The expression of six genes (ETS1, HMGA2, NFIA, PCNX2, PIBF1 and VAV3) significantly correlated with younger age at ThC diagnosis in The Cancer Genome Atlas (TCGA) study for papillary ThC (THCA-TCGA)39 or the Oncology Research Information Exchange Network (ORIEN) AVATAR study (www.oriencancer.org/) (Bonferroni-corrected P ≤ 1.08 × 10−4). TERT expression correlated with older age at diagnosis (P = 1.6 × 10−8), matching a similar association with somatic TERT promoter mutations40. The expression of 23 genes was positively correlated with at least one clinical or molecular ThC risk feature: younger age at diagnosis, higher stage, presence of extrathyroidal extension, lower BRAF/RAS score (indicating a BRAF-like expression profile39), higher ERK score (measuring RAS/MAPK pathway activity) and lower ThC differentiation (estimated with thyroid differentiation score39; Extended Data Fig. 4 and Supplementary Table 10).

Pleiotropic and disease-specific associations

ThC and BNG

We do not know why some patients develop BNGs while others get ThC. To understand the cellular functions and pathways leading to benign or malignant thyroid nodular disease, we explored pleiotropic, and ThC-specific and BNG-specific, loci (Fig. 2).

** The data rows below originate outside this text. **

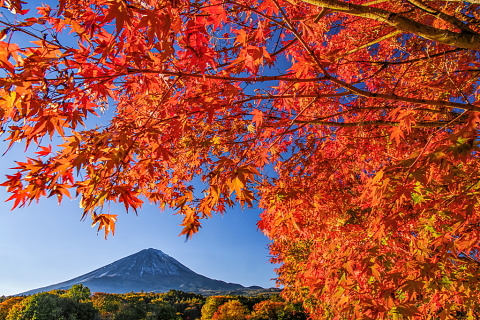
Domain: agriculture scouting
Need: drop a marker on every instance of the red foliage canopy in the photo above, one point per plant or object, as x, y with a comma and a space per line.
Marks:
354, 125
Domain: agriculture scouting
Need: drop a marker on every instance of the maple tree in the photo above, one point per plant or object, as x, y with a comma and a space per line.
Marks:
354, 125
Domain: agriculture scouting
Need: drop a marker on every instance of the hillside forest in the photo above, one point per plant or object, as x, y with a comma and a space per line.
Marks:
78, 303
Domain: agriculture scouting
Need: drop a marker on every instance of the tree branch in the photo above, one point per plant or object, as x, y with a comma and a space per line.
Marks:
463, 39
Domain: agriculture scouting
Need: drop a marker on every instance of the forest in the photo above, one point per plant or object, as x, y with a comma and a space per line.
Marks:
353, 125
78, 303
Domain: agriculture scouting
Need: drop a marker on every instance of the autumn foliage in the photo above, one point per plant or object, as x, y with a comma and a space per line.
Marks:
354, 125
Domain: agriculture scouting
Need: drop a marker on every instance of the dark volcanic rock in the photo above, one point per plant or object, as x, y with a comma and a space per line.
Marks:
147, 270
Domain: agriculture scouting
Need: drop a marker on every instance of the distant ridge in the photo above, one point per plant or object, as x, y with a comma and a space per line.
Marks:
149, 270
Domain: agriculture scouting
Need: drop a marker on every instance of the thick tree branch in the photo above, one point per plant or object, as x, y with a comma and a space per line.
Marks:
462, 40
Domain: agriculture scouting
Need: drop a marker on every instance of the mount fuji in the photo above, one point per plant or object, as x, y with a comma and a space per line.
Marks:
149, 270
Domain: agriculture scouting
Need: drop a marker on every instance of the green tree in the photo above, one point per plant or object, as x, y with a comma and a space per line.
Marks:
8, 304
79, 292
267, 310
47, 306
231, 310
211, 306
161, 310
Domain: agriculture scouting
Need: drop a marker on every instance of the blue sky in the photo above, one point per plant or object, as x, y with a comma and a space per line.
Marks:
46, 244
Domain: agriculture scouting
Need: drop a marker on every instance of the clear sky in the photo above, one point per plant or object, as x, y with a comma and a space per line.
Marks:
45, 244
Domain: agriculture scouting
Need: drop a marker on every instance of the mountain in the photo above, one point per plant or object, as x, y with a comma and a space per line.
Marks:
147, 270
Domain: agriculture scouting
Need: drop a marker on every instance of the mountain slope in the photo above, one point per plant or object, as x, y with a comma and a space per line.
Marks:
147, 270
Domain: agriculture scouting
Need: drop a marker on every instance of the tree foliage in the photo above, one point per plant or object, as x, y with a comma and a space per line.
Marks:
353, 124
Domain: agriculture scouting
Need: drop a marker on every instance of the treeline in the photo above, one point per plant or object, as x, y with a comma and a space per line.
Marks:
78, 303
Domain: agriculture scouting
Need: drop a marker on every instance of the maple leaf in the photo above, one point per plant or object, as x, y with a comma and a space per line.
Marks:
360, 148
105, 222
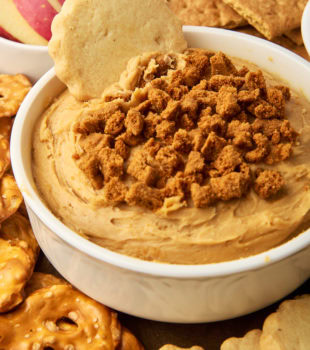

We generated locus plots for independent lead variants from the GWAS meta-analysis (Supplementary Fig. 2.12.3). We categorized loci and genes as those significantly associated with: (1) ThC but not BNG (may contribute to malignant transformation of follicular cells; Supplementary Table 11 and Supplementary Fig. 2.1); (2) BNG but not ThC (may lead to nonneoplastic thyroid nodules and thyroid neoplasms with low malignant potential; Supplementary Fig. 2.2); and (3) both benign and malignant thyroid nodules (Supplementary Fig. 2.3).

Among 36 loci associated with ThC but not BNG, seven are in genes that encode components of cell cycle checkpoints, proteins regulating centrosome and kinetochore function, microtubule attachment and chromosome segregation (CDCA7L, CENPE, CEP120, CHEK2, NUF2, PMF1, TP53). The ThC-specific locus C11orf65 overlaps with the cell cycle checkpoint kinase gene ATM (for example, 11:108267276, ATM p.Phe858Leu, P = 4.8 × 10−9), which is frequently mutated in advanced ThC41,42. Locus LINC01730 contains variants in the cell cycle regulator gene CDC25B (20:3805337:C:T, CDC25B 3′UTR, P = 3.1 × 10−10). Loci HAUS6 (microtubule attachment to the kinetochore and central spindle formation43) and SDCCAG8 (centrosome-associated protein44) demonstrate a stronger association with ThC despite the greater statistical power of the BNG GWAS meta-analysis.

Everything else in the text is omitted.